As we say in Nevada, California Governor Gavin Newsome is a tremendous realtor. With every edict he passes and every sentence he utters, home values in bordering states go up.
At the end of 2019, I retired from my last job. My wife immediately said, "We need to get out of California." 40 years ago, when she was my girlfriend, she said "Come to California! You'll love it here!" So I did, and we did, and we lived there for 35 delightful years before the place started to go to hell. Another 5 years, and a really good opportunity to leave, and we were out of there. Sold our house in Sacramento and moved, in the middle of 2020, at the peak of the Covid hysteria, to San Antonio, TX.
We didn't move for the weather; Sacramento weather was just about perfect. Taxes, politics, safety - THOSE were the big factors. In the spring of 2020, BLMtifa rioters were setting fires a few blocks away.
And my wife watched a TV "news" program in which Navin Gruesome said that he was going to send sheriffs around to register guns. Not. A. Chance. So we sold our house on a sixth of an acre in Sacramento and bought a bigger house on an acre in San Antonio for less money.

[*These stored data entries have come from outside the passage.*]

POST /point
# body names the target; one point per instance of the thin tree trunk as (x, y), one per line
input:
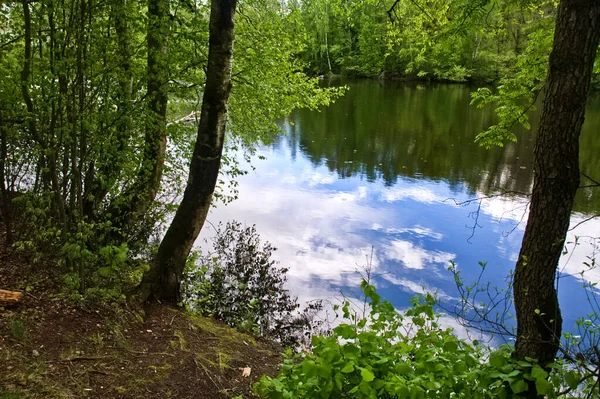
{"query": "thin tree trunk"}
(556, 170)
(135, 202)
(163, 282)
(5, 200)
(97, 187)
(59, 208)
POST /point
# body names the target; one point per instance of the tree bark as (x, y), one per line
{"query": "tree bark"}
(163, 282)
(135, 202)
(556, 170)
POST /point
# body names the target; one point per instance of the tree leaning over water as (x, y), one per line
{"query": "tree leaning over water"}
(163, 282)
(556, 168)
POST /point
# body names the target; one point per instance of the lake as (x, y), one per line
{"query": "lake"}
(389, 170)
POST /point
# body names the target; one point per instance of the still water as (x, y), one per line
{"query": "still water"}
(387, 171)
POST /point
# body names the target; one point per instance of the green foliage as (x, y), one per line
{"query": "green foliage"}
(74, 116)
(447, 40)
(240, 283)
(17, 328)
(408, 354)
(518, 92)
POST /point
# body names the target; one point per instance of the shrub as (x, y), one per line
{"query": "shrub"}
(409, 355)
(240, 283)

The government is less idiotic here, taxes a LITTLE lower. (Between no income taxes and MUCH higher property taxes, it was about a wash). I'm not really happy about last week's freeze, or the February '21 Fimbulwinter, but we're prepped for bad weather. But I'm fairly sure that Texas stores won't be subject to Los Angeles or San Francisco's "smash and grab" robberies - in part because Texas is a "no permit required" concealed carry state.
Civilization - and civilized behavior - will survive here in Texas. And in Florida. Not so sure about the rest of the disunited States.
The Balkanization of the USA is underway. No doubt about it.